Schufa score decides on electricity and gas contracts and how expensive they are – economy

There are not many service providers who prefer to downplay their own importance. The credit agency Schufa is one of them, even if its credit score is quite significant: for 60 million people in Germany, data collection is an important measure of whether someone is creditworthy or not. Only recently did Schufa confirm with its customers that their score is not as important as everyone always thinks. This is an important question because the European Court of Justice (ECJ) is deciding this week whether the use of the Schufa score and comparable credit ratings must be restricted.

However, research by NDR and SZ shows that numerous large companies in various industries still use Schufa’s credit rating to decide whether they should enter into a contractual relationship with potential customers – for example for cell phones, job tickets, energy supplies – and under what conditions. NDR and SZ asked almost a hundred large companies in Germany whether such assessments were decisive for them when making contract decisions.

Several large energy suppliers confirmed that they use the score to assess new customers. Anyone who is certified by Schufa as having good solvency will receive a special contract with favorable conditions from the energy supplier. Anyone who is judged less well has to go to more expensive basic care. The score is also crucial for larger transport companies when it comes to whether subscriptions are taken out, as well as for mail order companies, especially in order to assess the creditworthiness of new customers. Two major payment service providers also said the score was important to them.

Most companies did not want to be named. Some companies did not answer the question about the importance of the Schufa score for their contract decisions – citing confidentiality. Banks and savings banks suggested that the Schufa score alone is often not decisive for them and that further information would be taken into account when making a credit decision.

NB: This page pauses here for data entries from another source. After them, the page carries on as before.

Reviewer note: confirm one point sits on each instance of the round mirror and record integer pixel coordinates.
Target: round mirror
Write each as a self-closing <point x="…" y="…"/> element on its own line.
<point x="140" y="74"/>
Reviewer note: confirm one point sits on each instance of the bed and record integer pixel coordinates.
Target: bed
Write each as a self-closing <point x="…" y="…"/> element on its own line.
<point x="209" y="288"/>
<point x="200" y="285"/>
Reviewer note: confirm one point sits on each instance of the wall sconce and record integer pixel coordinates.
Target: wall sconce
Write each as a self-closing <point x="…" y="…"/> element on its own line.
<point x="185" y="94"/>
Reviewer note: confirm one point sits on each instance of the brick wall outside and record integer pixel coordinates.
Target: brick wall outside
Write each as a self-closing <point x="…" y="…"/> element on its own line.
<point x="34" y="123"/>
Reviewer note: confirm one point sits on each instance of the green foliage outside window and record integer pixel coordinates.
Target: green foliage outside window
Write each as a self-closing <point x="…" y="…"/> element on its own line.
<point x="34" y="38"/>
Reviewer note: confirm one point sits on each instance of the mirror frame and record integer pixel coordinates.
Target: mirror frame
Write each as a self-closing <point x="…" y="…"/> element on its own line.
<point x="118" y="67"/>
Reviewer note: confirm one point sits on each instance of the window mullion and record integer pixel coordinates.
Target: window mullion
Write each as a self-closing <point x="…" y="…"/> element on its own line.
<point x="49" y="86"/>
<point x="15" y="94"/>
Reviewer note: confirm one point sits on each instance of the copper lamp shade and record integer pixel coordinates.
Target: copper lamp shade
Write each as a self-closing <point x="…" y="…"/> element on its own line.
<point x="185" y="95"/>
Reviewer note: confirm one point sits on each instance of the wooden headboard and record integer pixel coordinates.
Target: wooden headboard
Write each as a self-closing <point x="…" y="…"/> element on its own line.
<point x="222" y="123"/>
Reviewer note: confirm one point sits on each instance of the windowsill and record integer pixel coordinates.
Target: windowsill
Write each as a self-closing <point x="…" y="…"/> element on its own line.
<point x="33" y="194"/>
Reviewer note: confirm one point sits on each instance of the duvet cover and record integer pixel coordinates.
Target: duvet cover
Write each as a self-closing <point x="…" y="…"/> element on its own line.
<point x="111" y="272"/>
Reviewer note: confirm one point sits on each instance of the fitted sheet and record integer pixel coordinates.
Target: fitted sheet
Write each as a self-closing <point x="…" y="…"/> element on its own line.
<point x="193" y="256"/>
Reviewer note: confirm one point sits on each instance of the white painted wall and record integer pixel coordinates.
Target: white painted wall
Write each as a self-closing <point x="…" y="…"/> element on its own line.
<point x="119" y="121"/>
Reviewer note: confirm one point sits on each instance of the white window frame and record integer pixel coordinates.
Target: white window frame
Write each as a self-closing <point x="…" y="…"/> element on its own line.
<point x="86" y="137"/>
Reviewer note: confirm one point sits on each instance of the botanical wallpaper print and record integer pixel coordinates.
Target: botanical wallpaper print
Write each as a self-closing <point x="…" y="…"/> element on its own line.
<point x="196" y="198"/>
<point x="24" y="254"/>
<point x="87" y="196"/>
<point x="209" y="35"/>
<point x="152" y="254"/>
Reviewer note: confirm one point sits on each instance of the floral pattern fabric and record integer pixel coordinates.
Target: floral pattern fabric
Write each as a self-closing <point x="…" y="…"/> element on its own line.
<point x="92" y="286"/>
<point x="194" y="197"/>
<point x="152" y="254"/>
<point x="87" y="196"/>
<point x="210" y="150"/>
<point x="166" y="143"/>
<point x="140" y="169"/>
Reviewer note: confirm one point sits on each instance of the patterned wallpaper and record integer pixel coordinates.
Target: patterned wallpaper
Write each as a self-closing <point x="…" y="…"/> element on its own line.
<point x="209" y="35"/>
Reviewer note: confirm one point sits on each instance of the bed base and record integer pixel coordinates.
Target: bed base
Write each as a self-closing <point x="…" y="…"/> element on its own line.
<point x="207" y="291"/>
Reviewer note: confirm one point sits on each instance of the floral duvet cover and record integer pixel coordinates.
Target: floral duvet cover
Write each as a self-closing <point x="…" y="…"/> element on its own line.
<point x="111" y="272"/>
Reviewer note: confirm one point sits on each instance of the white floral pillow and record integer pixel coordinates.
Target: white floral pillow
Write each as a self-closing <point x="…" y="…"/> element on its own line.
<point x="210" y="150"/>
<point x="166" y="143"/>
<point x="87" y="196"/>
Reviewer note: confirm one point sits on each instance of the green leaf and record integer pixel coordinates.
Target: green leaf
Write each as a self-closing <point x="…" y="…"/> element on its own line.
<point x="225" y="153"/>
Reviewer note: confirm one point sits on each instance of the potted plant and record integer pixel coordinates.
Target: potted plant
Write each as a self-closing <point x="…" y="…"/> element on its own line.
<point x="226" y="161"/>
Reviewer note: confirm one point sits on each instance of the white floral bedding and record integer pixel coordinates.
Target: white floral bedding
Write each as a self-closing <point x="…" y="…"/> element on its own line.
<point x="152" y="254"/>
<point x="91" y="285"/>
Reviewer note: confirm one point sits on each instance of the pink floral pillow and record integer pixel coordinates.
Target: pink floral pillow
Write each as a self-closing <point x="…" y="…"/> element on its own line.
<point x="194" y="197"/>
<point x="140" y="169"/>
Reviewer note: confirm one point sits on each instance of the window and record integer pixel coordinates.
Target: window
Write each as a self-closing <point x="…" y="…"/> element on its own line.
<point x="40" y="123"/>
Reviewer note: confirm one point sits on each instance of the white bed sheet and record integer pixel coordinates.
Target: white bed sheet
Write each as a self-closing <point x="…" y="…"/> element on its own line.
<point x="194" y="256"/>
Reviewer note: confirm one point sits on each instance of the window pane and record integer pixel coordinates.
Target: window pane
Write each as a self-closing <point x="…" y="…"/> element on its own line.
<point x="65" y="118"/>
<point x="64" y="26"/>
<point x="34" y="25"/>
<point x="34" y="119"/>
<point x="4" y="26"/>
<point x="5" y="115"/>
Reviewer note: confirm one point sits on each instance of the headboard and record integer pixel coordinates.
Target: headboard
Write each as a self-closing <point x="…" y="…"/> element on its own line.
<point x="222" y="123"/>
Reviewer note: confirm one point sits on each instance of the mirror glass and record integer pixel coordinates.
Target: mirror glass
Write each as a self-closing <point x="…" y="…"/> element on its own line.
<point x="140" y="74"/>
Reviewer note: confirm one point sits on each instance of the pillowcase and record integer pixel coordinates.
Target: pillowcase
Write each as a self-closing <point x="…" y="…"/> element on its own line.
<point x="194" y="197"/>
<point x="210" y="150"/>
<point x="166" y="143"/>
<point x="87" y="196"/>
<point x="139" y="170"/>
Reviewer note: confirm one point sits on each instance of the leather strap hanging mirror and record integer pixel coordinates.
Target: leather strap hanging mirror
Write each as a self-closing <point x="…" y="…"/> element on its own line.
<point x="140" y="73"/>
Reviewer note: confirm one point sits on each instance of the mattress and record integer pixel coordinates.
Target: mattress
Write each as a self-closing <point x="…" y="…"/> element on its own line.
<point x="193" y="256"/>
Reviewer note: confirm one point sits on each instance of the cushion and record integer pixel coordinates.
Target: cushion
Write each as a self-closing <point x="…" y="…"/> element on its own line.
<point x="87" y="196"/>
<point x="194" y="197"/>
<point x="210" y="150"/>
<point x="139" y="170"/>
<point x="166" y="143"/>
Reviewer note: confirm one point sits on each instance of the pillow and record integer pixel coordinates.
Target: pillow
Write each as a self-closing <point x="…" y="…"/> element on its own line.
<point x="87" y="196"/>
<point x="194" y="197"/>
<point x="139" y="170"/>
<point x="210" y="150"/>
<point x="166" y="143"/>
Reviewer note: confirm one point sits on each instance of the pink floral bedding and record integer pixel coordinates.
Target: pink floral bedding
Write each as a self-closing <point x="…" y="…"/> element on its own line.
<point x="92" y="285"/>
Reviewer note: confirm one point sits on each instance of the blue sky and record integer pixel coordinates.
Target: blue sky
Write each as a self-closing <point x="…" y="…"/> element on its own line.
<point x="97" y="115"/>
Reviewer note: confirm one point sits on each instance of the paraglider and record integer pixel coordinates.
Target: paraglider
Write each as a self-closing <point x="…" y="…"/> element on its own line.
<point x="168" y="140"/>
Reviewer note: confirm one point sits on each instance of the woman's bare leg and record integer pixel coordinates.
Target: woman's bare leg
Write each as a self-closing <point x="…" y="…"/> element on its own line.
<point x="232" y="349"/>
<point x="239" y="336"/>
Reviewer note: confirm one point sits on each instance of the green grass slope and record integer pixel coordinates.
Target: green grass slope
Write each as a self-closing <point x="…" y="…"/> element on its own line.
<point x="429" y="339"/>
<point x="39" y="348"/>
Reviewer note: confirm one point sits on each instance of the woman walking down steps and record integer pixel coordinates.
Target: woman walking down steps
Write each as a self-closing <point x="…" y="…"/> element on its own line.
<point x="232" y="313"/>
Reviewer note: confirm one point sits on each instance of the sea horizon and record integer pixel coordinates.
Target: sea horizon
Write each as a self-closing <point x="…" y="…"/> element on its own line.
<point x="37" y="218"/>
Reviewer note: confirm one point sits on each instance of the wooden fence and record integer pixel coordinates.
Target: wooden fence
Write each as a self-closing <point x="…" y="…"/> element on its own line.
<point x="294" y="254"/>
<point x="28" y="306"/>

The ECJ is now addressing the question of whether scoring is compatible with the General Data Protection Regulation, which has been in force since 2018. It says that decisions that have a legal effect on people must not be made purely automatically. In his closing argument in March 2023, the Advocate General at the ECJ stated that the Schufa score should not be decisive when companies decide on contractual relationships. The score is a probability value that is calculated from customer data using mathematical and statistical methods and is intended to predict whether someone can pay bills. In its judgments, the ECJ usually follows the closing arguments of the advocates general.

The scoring characteristics? Sometimes “hardly communicable”

In any case, Schufa seems nervous: in the fall it even tried to get contractors to provide a written statement. You should confirm that the Schufa score is not a knock-out criterion for contract decisions. The customers have confirmed “in the vast majority” that the score is “important, but not decisive,” said Schufa boss Tanja Birkholz last week dem Daily Mirror. Nevertheless, the credit reporting agency is now preparing for scoring to be restricted by the ECJ ruling. In this case, Schufa is working towards a change to the Federal Data Protection Act, which should enable the use of Schufa scores as before. Until then, the aim is to ask consumers to agree if a decision is to be made based on a score.

Meanwhile, research by NDR and SZ suggests that Schufa’s score, often referred to as the “Coca-Cola formula”, was apparently seen internally more as a communication problem than as a business secret. In a confidential Schufa list, the 70 score characteristics were marked with five colors: dark green (“good for consumer communication”), light green (“may be suitable”), yellow (“difficult to communicate”), orange (“hardly communicable”) ) and red (“not suitable for communication”). Of the 70 features in the list, only 17 were rated as unreservedly “good for consumer communication”.

However, in most cases it is unclear why Schufa did not consider the characteristics to be communicable. There are only indications for the characteristics “age” (“possibly problematic due to anti-discrimination”) and “postal code of the person’s current address” (“regional debate”). Several characteristics were apparently only considered “communicable” if they had a positive effect on the Schufa calculations, such as the “existence of a checking account”. A Schufa spokeswoman explained that it was not possible to understand which document it was and therefore neither checked nor commented on the information.

In any case, Schufa is of the opinion that its scoring actually makes it easier for people to participate in economic life. “The more you know about a person’s financial conditions, the easier it is to find the dividing line as to whether someone should still get one or the other contract or not,” says Schufa boss Birkholz, who took office four years ago, the credit agency is more transparent make. Experts, however, demand that Schufa should disclose the score. “The deeper problem is that Schufa keeps these characteristics and their weighting secret from experts who could certainly evaluate whether Schufa is doing a good job,” says scoring expert Matthias Spielkamp, ​​co-founder of the non-governmental organization Algorithm-Watch . How fair is it if the poorest people in particular have a disadvantage, for example when it comes to basic things like energy supply?